Coelho is a Brazilian writer with four books to his credit. Following Diary of a Magus (1992—not reviewed) came this book, published in Brazil in 1988: it's an interdenominational, transcendental, inspirational fable—in other words, a bag of wind.
The story is about a youth empowered to follow his dream. Santiago is an Andalusian shepherd boy who learns through a dream of a treasure in the Egyptian pyramids. An old man, the king of Salem, the first of various spiritual guides, tells the boy that he has discovered his destiny: "to realize one's destiny is a person's only real obligation." So Santiago sells his sheep, sails to Tangier, is tricked out of his money, regains it through hard work, crosses the desert with a caravan, stops at an oasis long enough to fall in love, escapes from warring tribesmen by performing a miracle, reaches the pyramids, and eventually gets both the gold and the girl.

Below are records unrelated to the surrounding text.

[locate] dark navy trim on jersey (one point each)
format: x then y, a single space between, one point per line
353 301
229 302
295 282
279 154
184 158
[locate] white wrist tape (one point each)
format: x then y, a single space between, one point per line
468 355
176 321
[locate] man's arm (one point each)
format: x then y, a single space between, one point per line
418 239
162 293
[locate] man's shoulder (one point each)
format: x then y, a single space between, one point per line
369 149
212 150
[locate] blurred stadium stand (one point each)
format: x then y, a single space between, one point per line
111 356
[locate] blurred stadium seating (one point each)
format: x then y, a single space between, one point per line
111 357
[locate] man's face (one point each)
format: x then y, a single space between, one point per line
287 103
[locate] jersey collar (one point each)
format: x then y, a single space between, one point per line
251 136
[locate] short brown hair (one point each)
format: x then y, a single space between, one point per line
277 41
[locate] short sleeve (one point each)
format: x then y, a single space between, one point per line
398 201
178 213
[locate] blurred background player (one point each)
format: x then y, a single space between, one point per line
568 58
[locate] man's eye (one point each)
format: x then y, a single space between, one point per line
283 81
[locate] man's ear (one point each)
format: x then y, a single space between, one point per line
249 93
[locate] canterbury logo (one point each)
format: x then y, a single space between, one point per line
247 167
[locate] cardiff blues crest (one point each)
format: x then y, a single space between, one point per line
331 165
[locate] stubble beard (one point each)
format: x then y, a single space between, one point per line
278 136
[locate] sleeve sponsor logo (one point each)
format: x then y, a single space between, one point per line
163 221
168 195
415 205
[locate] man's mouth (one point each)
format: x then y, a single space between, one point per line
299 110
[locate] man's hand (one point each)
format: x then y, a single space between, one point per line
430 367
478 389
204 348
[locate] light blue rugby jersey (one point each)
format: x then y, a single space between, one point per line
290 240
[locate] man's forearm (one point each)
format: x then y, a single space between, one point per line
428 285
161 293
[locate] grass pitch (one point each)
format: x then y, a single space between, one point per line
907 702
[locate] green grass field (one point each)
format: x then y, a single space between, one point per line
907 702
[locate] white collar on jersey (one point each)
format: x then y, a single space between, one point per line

Along the way he meets an Englishman who describes the Soul of the World; the desert woman Fatima, who teaches him the Language of the World; and an alchemist who says, "Listen to your heart" A message clings like ivy to every encounter; everyone, but everyone, has to put in their two cents' worth, from the crystal merchant to the camel driver ("concentrate always on the present, you'll be a happy man"). The absence of characterization and overall blandness suggest authorship by a committee of self-improvement pundits—a far cry from Saint- Exupery's The Little Prince: that flagship of the genre was a genuine charmer because it clearly derived from a quirky, individual sensibility.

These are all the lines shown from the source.